Deciding when to apply for Social Security benefits can be confusing. It’s a decision that can impact your retirement income for decades. Spousal benefits, especially, are easily misunderstood. Here are three questions to consider:
- What is a Social Security spousal benefit? As the term implies, it’s income provided under the Social Security program to spouses, current or widowed. (An ex-spouse may also qualify under certain circumstances.) If your spouse or ex-spouse paid into the program, you may be eligible for this benefit, even if you never worked under Social Security.

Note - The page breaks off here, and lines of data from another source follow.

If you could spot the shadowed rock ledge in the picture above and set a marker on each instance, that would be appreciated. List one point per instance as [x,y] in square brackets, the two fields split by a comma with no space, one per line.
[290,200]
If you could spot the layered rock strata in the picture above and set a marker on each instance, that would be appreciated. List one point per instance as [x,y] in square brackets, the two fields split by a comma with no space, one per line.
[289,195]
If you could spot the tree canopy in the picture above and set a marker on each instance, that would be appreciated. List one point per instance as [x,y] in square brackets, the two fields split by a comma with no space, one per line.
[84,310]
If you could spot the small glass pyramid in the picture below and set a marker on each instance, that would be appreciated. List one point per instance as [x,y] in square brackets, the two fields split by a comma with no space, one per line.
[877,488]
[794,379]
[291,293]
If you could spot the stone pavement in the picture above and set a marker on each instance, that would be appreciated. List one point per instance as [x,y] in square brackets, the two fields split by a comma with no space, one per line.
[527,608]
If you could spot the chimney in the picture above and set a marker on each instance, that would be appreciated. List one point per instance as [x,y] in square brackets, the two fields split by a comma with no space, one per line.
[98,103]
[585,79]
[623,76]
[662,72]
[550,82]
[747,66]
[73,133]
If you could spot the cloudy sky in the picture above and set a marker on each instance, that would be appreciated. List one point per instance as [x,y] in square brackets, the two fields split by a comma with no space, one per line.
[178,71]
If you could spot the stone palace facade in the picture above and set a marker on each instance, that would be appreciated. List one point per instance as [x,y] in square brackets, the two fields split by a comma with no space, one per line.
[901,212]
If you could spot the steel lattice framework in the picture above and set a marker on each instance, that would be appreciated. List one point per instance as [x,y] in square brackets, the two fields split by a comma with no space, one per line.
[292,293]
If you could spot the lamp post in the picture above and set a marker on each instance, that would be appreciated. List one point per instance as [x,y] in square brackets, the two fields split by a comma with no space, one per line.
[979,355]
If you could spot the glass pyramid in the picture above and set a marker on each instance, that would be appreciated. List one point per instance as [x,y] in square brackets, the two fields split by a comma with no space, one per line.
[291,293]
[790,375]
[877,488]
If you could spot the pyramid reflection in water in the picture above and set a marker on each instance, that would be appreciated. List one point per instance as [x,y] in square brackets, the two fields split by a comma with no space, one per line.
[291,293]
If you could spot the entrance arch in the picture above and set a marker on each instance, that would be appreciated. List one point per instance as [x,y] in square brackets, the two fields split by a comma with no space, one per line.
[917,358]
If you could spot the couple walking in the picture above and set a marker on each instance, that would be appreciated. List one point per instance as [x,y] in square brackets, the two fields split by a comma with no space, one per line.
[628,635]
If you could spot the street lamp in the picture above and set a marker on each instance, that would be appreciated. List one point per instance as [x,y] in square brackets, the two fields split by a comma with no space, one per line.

- How much will I receive? Your monthly benefit consists of two parts: the amount based on your own work history and the spousal benefit (if applicable). Let’s say you’re entitled to a monthly benefit of $800 and your higher-earning spouse is eligible for $2,000 a month at his or her full retirement age (FRA). Because half your spouse’s benefit ($1,000) exceeds your own benefit, you’re entitled to a spousal benefit for the difference. In this scenario, you could collect an additional $200 ($1,000 minus $800) each month.
- Can I claim a spousal benefit if my spouse isn’t currently drawing Social Security? No. However, if you’re filing based on an ex-spouse’s work record, you may be eligible, even if that person hasn’t filed for his or her own benefits.
The spousal benefit rules are complicated. You’ll want to consider your spouse’s timetable for claiming Social Security benefits, your own benefits, your spouse’s likely longevity (a death can affect widow’s benefits), previous marriage history (if you expect to claim benefits based on a divorced spouse’s work record), and numerous other factors.